6. What assets did Mel Owens retain?
He kept the family home in Orange County, California — a five-bedroom property purchased in 2008 for $840,000 and valued at over $2 million by 2025. His total retained assets were reported at more than $2.75 million.
7. Was the settlement paid on time?
According to court filings Fabiana’s attorneys submitted in September 2025, Mel Owens had paid only $40,000 of the $980,000 owed by the February 2025 deadline. The status of the remaining balance was not publicly resolved as of available reporting through early 2026.
8. Where did Fabiana Pimentel Owens grow up, and what is her educational background?
She grew up in Rio de Janeiro, Brazil, and earned a bachelor’s degree in business from Faculdade da Cidade there. After relocating to the United States, she earned a master’s degree in marketing from UCLA.

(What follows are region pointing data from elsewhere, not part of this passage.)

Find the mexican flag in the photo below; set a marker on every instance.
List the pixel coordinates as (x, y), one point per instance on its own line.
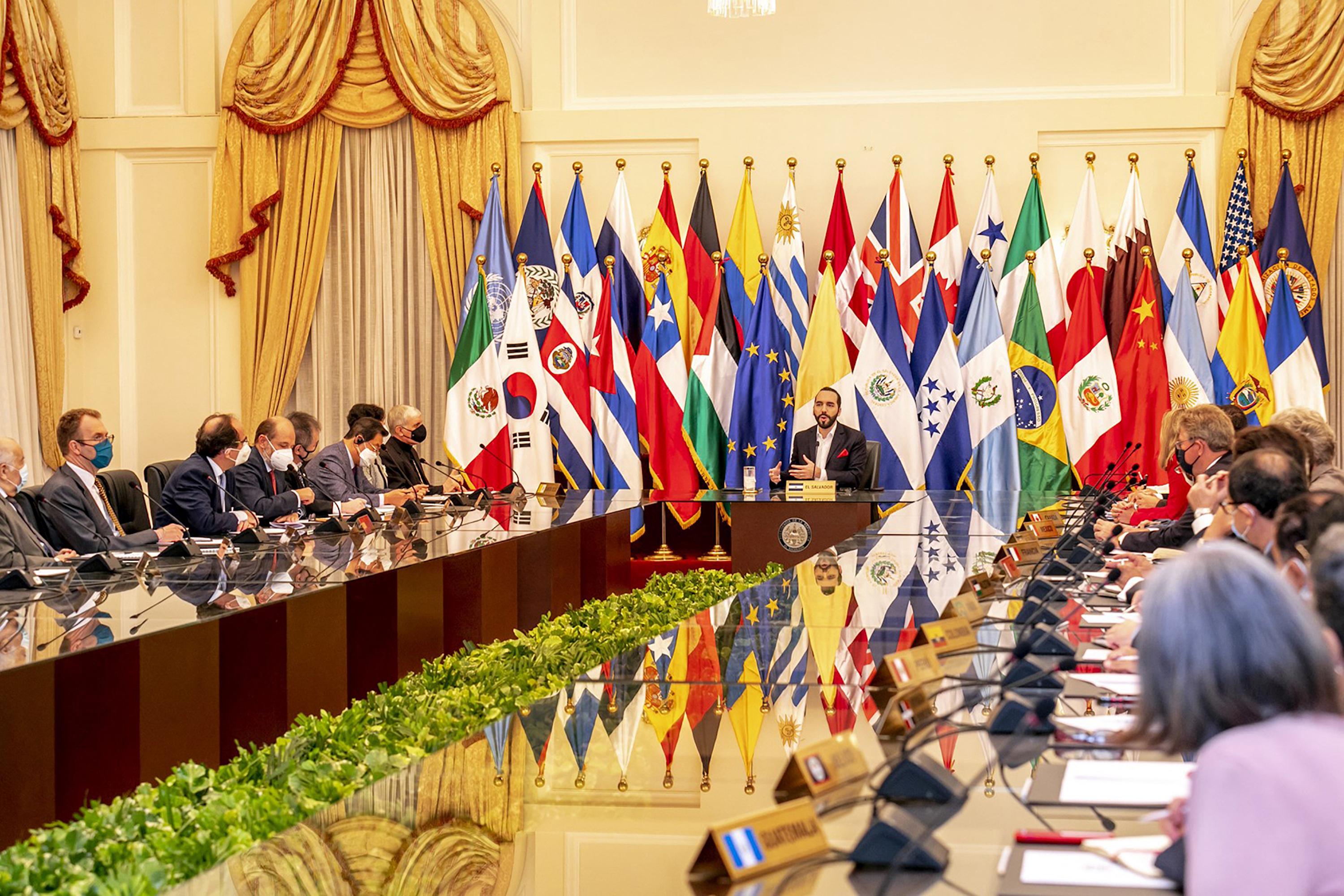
(475, 405)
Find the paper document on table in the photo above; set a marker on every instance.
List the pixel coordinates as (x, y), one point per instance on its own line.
(1090, 782)
(1069, 868)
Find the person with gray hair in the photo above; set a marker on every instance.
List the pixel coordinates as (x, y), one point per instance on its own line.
(1250, 683)
(1315, 430)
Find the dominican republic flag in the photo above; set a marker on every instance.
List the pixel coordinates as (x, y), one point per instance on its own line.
(1285, 230)
(886, 390)
(1089, 393)
(616, 432)
(983, 355)
(620, 240)
(789, 273)
(525, 394)
(1292, 364)
(568, 393)
(851, 303)
(1190, 230)
(585, 272)
(474, 416)
(492, 242)
(1124, 261)
(945, 433)
(945, 244)
(894, 229)
(987, 232)
(1240, 230)
(1085, 232)
(660, 382)
(1190, 378)
(742, 256)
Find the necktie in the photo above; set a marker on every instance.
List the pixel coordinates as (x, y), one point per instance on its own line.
(112, 514)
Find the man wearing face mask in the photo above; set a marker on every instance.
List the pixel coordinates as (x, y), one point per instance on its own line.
(338, 469)
(76, 506)
(260, 483)
(1203, 454)
(401, 460)
(21, 544)
(198, 493)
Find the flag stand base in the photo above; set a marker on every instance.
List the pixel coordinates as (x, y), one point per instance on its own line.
(664, 554)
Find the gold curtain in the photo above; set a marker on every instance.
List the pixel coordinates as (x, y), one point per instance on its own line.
(299, 65)
(38, 101)
(1291, 96)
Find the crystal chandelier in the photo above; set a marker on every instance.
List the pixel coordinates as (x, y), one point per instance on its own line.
(741, 9)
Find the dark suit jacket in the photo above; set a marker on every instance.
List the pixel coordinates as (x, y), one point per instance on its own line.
(849, 453)
(338, 479)
(404, 468)
(252, 483)
(191, 495)
(21, 546)
(77, 522)
(1180, 531)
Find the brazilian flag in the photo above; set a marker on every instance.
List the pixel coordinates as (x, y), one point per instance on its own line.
(1042, 453)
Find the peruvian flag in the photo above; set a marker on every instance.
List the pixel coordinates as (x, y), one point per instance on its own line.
(894, 229)
(947, 244)
(851, 301)
(475, 407)
(1089, 393)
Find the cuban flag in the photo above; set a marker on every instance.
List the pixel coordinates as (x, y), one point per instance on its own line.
(620, 240)
(894, 229)
(987, 232)
(584, 272)
(882, 378)
(944, 430)
(1190, 230)
(492, 242)
(568, 393)
(1292, 363)
(616, 434)
(789, 274)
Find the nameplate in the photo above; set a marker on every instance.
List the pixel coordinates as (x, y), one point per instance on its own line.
(761, 843)
(826, 769)
(909, 668)
(811, 491)
(947, 636)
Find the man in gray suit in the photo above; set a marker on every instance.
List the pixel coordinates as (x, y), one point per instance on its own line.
(21, 544)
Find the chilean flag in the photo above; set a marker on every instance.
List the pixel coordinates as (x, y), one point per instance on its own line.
(894, 229)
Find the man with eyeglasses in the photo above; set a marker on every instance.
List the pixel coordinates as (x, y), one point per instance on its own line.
(197, 493)
(74, 503)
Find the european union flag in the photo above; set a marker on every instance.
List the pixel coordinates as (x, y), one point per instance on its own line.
(762, 398)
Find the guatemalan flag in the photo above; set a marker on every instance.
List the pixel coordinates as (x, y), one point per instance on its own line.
(620, 240)
(945, 433)
(887, 413)
(585, 272)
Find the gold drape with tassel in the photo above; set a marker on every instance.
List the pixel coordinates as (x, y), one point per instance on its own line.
(320, 65)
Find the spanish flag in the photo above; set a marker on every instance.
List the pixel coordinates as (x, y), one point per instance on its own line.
(1241, 370)
(666, 237)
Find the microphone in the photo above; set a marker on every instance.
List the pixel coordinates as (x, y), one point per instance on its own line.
(515, 488)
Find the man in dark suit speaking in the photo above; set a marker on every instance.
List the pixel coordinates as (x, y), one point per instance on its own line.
(828, 450)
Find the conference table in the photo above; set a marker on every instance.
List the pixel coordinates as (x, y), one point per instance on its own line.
(613, 784)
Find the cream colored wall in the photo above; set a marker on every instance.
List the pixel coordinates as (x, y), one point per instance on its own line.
(155, 347)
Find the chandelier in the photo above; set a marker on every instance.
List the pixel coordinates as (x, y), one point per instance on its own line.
(741, 9)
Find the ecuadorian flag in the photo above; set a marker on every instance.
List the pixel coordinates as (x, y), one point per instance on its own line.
(1241, 370)
(1042, 452)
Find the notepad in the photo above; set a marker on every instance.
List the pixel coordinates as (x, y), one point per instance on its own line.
(1092, 782)
(1070, 868)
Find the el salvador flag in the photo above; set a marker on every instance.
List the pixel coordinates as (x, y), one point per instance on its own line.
(994, 428)
(944, 430)
(886, 391)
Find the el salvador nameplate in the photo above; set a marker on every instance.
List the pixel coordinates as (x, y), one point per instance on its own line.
(761, 843)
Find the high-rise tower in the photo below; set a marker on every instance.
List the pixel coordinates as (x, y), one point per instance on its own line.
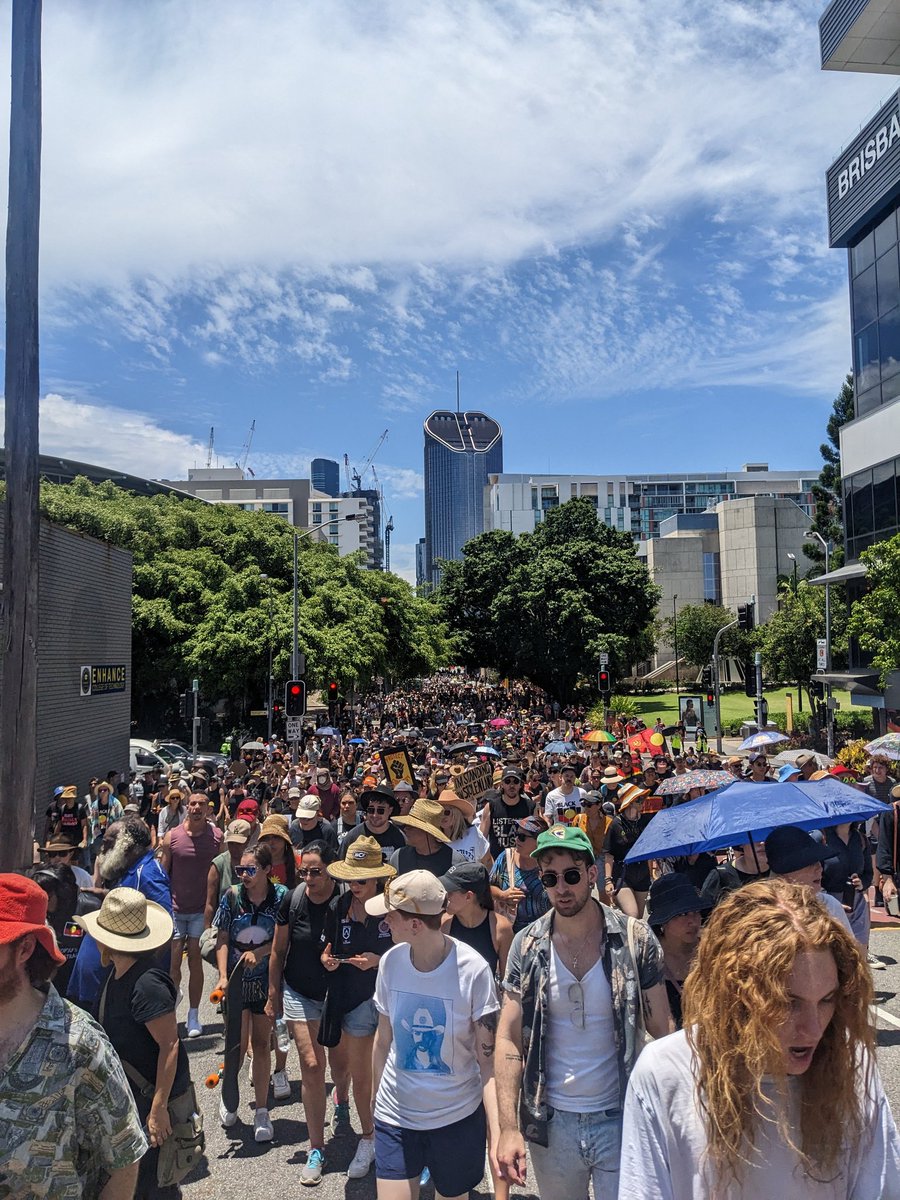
(461, 449)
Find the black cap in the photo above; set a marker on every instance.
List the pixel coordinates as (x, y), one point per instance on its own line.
(790, 849)
(467, 877)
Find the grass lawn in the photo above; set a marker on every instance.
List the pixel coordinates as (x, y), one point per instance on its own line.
(735, 705)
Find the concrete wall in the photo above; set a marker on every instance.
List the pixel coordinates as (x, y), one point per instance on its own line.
(84, 621)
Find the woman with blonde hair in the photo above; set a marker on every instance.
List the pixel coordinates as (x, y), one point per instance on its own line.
(772, 1089)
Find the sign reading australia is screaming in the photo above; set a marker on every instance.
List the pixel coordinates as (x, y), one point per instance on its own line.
(102, 679)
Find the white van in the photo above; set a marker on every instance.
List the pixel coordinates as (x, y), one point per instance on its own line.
(142, 757)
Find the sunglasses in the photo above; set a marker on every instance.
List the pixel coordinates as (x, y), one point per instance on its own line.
(571, 876)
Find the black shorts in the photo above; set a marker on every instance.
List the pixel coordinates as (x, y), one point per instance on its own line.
(455, 1153)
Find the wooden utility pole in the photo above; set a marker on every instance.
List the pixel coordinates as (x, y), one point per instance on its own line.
(18, 697)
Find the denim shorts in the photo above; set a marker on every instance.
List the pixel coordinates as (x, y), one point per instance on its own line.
(360, 1023)
(454, 1153)
(187, 924)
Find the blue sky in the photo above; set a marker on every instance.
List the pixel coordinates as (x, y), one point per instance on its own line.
(609, 217)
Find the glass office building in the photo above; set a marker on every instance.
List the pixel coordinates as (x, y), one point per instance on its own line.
(461, 450)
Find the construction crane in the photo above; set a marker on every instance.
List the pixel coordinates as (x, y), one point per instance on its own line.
(247, 444)
(388, 532)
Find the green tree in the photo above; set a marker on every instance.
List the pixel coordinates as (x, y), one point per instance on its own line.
(828, 501)
(543, 606)
(787, 640)
(873, 619)
(696, 628)
(213, 595)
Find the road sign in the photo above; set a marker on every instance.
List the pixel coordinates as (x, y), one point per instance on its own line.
(821, 654)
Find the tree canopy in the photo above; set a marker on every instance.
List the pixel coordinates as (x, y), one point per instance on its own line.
(544, 605)
(213, 592)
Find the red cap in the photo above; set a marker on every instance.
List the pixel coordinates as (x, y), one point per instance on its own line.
(23, 910)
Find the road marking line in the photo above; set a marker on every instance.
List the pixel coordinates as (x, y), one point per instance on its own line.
(886, 1017)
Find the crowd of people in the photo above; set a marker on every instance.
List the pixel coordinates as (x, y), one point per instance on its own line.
(432, 921)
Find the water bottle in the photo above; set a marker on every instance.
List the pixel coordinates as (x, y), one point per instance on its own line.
(281, 1035)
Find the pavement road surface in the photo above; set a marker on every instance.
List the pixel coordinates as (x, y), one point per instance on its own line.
(238, 1167)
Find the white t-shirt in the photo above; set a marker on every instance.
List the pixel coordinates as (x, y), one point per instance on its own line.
(432, 1078)
(473, 845)
(559, 807)
(582, 1062)
(664, 1143)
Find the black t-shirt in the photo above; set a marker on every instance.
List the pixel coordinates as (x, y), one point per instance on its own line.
(502, 833)
(304, 971)
(389, 840)
(347, 937)
(141, 995)
(66, 822)
(322, 832)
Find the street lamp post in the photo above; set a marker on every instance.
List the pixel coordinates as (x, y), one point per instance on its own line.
(675, 639)
(829, 718)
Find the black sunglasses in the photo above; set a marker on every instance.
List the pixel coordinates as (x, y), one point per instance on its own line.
(571, 876)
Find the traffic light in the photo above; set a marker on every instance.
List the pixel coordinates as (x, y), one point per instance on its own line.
(749, 677)
(295, 697)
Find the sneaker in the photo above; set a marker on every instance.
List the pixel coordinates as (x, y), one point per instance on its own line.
(341, 1116)
(363, 1159)
(311, 1173)
(262, 1126)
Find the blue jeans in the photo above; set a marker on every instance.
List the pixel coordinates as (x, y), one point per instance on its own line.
(583, 1146)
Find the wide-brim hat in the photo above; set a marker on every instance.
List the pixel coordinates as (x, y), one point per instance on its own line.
(449, 799)
(673, 895)
(23, 910)
(425, 815)
(364, 861)
(630, 795)
(129, 922)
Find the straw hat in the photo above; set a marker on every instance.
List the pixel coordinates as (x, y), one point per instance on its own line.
(630, 795)
(275, 827)
(129, 922)
(425, 815)
(364, 861)
(449, 799)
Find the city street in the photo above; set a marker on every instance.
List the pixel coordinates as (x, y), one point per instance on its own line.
(238, 1167)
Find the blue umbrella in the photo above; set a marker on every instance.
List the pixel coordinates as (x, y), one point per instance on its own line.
(743, 811)
(561, 748)
(765, 738)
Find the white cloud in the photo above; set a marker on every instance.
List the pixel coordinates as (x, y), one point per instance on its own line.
(181, 136)
(101, 435)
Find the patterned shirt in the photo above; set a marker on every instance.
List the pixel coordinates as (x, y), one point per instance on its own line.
(528, 977)
(67, 1117)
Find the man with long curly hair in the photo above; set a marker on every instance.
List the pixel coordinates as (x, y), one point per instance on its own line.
(772, 1089)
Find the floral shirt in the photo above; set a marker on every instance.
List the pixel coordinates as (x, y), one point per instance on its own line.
(528, 977)
(67, 1116)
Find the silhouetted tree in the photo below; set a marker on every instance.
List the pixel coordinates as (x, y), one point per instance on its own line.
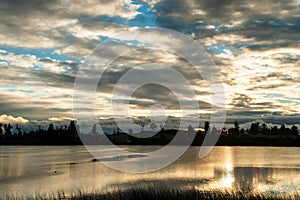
(19, 132)
(242, 132)
(74, 128)
(254, 129)
(51, 127)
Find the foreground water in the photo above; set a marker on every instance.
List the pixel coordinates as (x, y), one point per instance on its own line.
(47, 169)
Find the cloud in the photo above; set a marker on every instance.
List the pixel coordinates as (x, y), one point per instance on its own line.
(61, 119)
(13, 120)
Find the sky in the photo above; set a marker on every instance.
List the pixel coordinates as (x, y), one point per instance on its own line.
(254, 44)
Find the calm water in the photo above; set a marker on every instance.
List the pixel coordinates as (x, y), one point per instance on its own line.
(31, 169)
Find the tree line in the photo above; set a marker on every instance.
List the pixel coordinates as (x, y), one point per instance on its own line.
(70, 134)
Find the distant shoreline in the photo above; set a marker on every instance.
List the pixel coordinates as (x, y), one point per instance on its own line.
(162, 138)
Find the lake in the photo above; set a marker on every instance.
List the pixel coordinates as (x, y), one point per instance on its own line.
(44, 169)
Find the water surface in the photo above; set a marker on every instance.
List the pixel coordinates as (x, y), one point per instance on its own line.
(39, 169)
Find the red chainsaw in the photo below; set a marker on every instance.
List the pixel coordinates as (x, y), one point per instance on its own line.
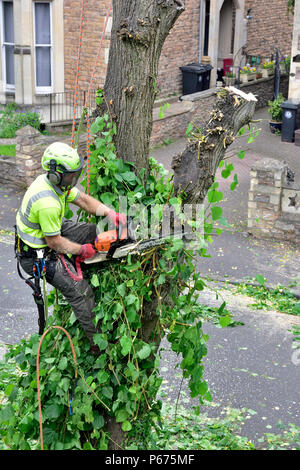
(119, 242)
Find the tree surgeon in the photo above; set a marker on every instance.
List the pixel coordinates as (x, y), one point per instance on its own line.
(43, 234)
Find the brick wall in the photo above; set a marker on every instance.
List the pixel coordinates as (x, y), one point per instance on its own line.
(180, 48)
(269, 28)
(95, 15)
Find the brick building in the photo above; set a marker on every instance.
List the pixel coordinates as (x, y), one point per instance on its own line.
(39, 42)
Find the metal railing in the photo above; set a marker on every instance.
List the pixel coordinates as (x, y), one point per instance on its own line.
(61, 105)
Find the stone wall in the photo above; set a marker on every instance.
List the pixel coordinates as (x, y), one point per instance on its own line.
(20, 171)
(274, 202)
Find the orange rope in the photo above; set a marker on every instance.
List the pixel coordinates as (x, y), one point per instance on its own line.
(77, 72)
(38, 373)
(88, 94)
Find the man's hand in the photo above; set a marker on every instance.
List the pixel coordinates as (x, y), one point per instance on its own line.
(87, 251)
(117, 218)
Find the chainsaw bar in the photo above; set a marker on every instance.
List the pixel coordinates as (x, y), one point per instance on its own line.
(132, 248)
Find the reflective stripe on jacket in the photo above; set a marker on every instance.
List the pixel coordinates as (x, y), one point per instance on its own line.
(42, 210)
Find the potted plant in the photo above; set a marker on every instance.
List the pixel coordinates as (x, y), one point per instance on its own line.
(248, 74)
(229, 79)
(275, 111)
(268, 68)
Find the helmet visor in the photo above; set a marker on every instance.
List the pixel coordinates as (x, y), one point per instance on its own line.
(70, 178)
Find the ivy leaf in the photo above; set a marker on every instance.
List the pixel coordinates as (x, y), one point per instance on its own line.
(224, 321)
(126, 426)
(216, 212)
(121, 415)
(129, 176)
(52, 411)
(125, 342)
(102, 376)
(130, 299)
(100, 341)
(260, 279)
(144, 352)
(98, 421)
(214, 196)
(121, 289)
(95, 280)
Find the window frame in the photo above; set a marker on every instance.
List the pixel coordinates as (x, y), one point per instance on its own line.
(43, 90)
(7, 86)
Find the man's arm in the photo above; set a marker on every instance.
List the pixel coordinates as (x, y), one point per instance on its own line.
(91, 205)
(63, 245)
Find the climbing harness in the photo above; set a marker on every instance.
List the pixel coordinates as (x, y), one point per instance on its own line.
(75, 277)
(38, 273)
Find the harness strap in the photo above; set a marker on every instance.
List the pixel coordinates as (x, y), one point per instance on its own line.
(75, 277)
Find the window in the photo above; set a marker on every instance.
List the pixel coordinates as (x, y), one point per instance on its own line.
(43, 47)
(8, 45)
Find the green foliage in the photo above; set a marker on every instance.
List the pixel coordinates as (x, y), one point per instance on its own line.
(275, 108)
(122, 383)
(12, 119)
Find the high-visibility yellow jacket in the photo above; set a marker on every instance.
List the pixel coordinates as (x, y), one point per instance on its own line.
(42, 210)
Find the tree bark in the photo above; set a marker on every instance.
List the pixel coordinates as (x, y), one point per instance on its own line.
(195, 168)
(139, 30)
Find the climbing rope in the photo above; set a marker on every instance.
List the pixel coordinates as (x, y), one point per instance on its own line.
(77, 71)
(87, 98)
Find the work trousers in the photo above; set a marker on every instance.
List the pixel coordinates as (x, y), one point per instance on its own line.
(78, 294)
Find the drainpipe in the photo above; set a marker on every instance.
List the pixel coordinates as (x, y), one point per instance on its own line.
(201, 31)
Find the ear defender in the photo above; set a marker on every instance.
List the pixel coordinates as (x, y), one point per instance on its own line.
(53, 176)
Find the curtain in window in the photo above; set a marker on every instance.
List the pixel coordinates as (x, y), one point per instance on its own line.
(8, 36)
(43, 66)
(43, 44)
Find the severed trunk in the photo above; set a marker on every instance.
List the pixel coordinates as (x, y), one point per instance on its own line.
(139, 30)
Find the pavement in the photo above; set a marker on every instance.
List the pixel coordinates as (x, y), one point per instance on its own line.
(251, 365)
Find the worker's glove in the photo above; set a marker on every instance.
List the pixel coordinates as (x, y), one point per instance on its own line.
(87, 251)
(117, 218)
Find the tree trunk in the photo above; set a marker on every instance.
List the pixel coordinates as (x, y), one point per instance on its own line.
(139, 30)
(195, 168)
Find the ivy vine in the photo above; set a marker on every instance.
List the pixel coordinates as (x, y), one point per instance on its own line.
(123, 382)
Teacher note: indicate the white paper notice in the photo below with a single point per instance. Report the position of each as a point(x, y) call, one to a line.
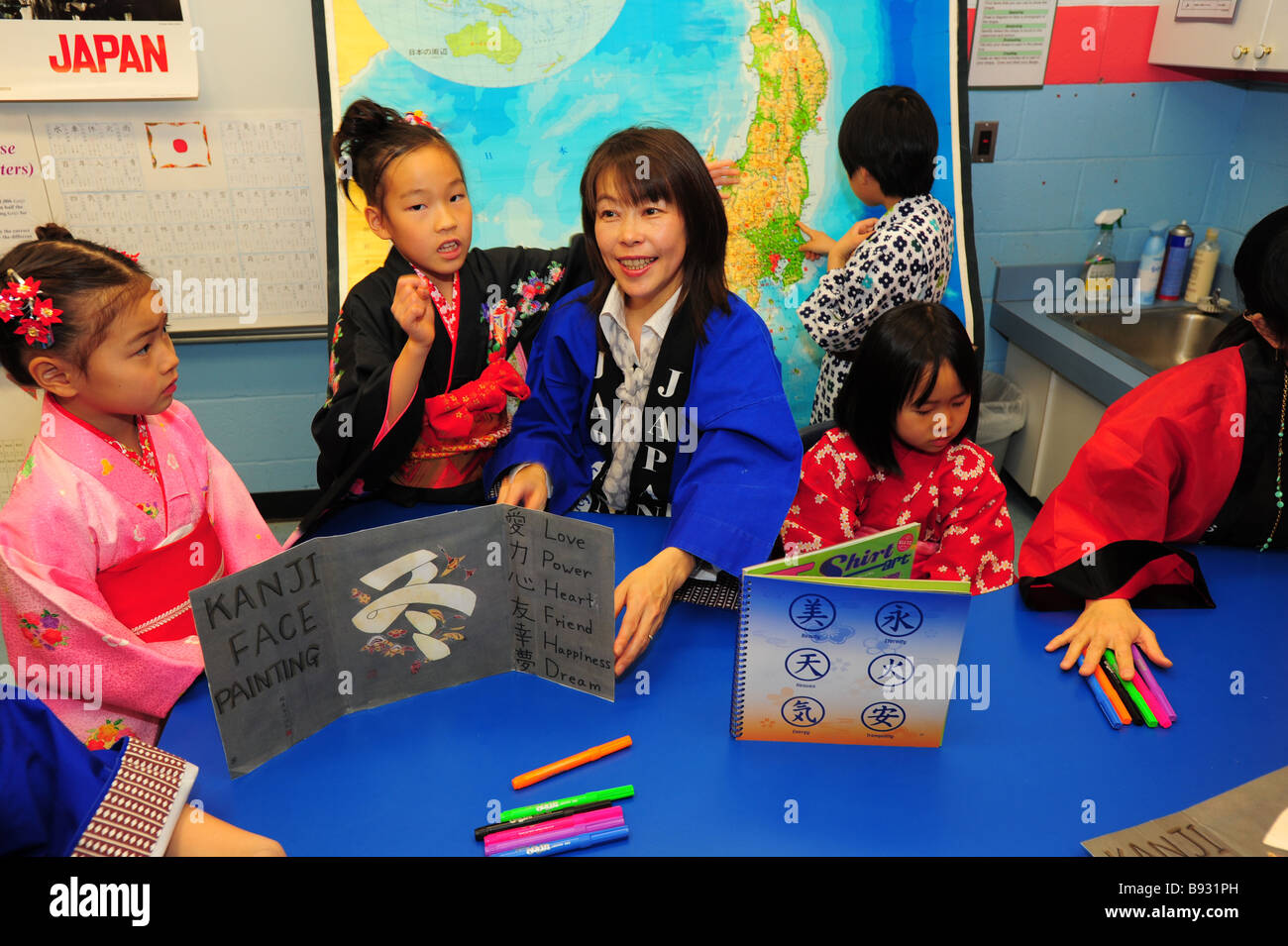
point(224, 211)
point(1013, 39)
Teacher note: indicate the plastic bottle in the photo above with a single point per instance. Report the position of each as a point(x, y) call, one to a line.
point(1151, 263)
point(1203, 269)
point(1179, 241)
point(1099, 267)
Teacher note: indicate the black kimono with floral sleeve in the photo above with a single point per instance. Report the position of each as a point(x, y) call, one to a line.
point(356, 454)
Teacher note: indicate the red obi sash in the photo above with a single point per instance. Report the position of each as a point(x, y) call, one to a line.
point(149, 593)
point(462, 428)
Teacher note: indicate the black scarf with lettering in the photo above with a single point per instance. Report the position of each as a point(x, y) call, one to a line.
point(658, 425)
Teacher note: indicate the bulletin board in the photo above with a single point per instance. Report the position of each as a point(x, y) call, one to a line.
point(226, 197)
point(526, 91)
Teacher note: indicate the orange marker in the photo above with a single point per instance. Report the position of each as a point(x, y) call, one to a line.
point(571, 762)
point(1113, 696)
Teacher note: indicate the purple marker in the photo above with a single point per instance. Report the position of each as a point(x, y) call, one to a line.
point(558, 847)
point(1147, 675)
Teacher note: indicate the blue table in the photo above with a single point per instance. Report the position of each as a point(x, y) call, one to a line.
point(413, 778)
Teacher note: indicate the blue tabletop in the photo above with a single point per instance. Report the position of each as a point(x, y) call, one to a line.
point(1022, 777)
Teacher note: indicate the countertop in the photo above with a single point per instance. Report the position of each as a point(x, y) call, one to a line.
point(1096, 370)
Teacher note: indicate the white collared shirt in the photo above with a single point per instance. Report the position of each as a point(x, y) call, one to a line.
point(636, 373)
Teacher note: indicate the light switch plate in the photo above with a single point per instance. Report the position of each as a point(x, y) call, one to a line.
point(984, 142)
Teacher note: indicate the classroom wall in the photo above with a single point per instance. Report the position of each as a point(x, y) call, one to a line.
point(1107, 130)
point(1111, 130)
point(256, 399)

9. What is Final Touch Organizing?
A holistic home and office organization company Fabiana co-founded in April 2020 with fellow Brazilian entrepreneur Karine Schaefer. The business incorporated Feng Shui principles into its organizational practice, based on the belief that harmonising physical spaces reduces stress and promotes wellbeing. It operated until May 2023.
10. What is Fabiana Pimentel Owens doing professionally now?
She has served as Director of Experiences at Preferred Hotels & Resorts, based in Corona del Mar, California, since May 2023. It is a senior leadership role within the luxury hospitality sector.
11. Does Fabiana Pimentel Owens have children?
Yes. She and Mel Owens have two sons: Lucas (born 2005) and Andre (born 2007). Both are competitive baseball players. Lucas aspires to play at the University of Michigan; Andre committed to play at Oklahoma State University.
12. What did Fabiana say about Mel appearing on The Golden Bachelor?
She told the Daily Mail in July 2025: “Good luck. It’s going to be awful, really. I don’t want to become engaged in this, though.It is still her only verified public statement on the matter.
13. Is Fabiana Pimentel Owens active on social media?
Her Instagram account is private as of available reporting. She was previously active on both Facebook and Instagram, where she shared content about baseball, travel, art, crystals, and holistic practices. She made her account private as public attention around the Golden Bachelor increased.
14. What does Fabiana practice spiritually?
She is a trained Reiki practitioner and ThetaHealing practitioner. She also incorporates Feng Shui principles into her professional work and describes crystals, photography, art, and holistic healing as central personal interests.
15. Does Fabiana Pimentel Owens still use her married name?
Yes, as of 2025 she still uses “Owens” on social media and professional platforms. She retains the hyphenated form Fabiana Pimentel Owens.